As the digging continued, Barbara demanded, “You're not going to tear apart our whole yard, are you?”

“It's a skull, ma'am,” Henry said. “That could mean any number of things. For all we know, it could be three hundred years old.”

“Let's just stop this right now,” Parker said. “I don't want anyone getting in trouble.”

“I'm afraid we can't do that, Mr. Parker,” Henry said.

“I thought you told us—”

“That was then. I've got to treat this as a potential crime scene. We've discovered human remains on the property.”

A commotion under the rubble caught their attention, and Henry called down to the workers, “Kenny, what'd you find?”

The man held up a chunk of debris. “Here's another one!”

Henry and the Parkers moved closer for a better look.
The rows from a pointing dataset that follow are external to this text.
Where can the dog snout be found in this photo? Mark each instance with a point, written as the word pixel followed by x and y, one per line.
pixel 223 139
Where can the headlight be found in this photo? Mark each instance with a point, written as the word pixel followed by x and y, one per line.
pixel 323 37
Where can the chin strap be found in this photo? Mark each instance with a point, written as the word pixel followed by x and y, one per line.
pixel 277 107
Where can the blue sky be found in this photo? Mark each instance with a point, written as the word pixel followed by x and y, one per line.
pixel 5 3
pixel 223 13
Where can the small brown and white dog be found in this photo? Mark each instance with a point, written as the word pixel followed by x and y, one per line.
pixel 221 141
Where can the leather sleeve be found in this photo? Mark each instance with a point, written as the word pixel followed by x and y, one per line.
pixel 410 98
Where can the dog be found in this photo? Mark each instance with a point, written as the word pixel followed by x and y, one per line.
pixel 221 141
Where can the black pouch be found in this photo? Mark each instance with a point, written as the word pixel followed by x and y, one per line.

The investigator got there first and gently handled the second skull. “It's similar to the other,” he said. “Same bone structure. This one's got an impact crater, I'd say from a rifle butt or a shovel.”

Deeper into the unearthed ruins, another worker exclaimed, “Holy shit!”

“What is it?” Henry shouted.

A second man said, “You'd better come here, sir.”

“Let me check that out,” Henry told an assistant. “You take care of the Parkers.”

“We're not going anywhere,” Barbara insisted. She headed after Henry, but a man blocked her way.

“I'm sorry,” he said, “this area is off-limits.”

At the base of the ruins, Henry pushed past the workers who'd gathered around what they could now see was a mass grave, filled with skeletons that looked like they'd been trapped in a mudslide. “Good God,” one of them said, “there's dozens of 'em.”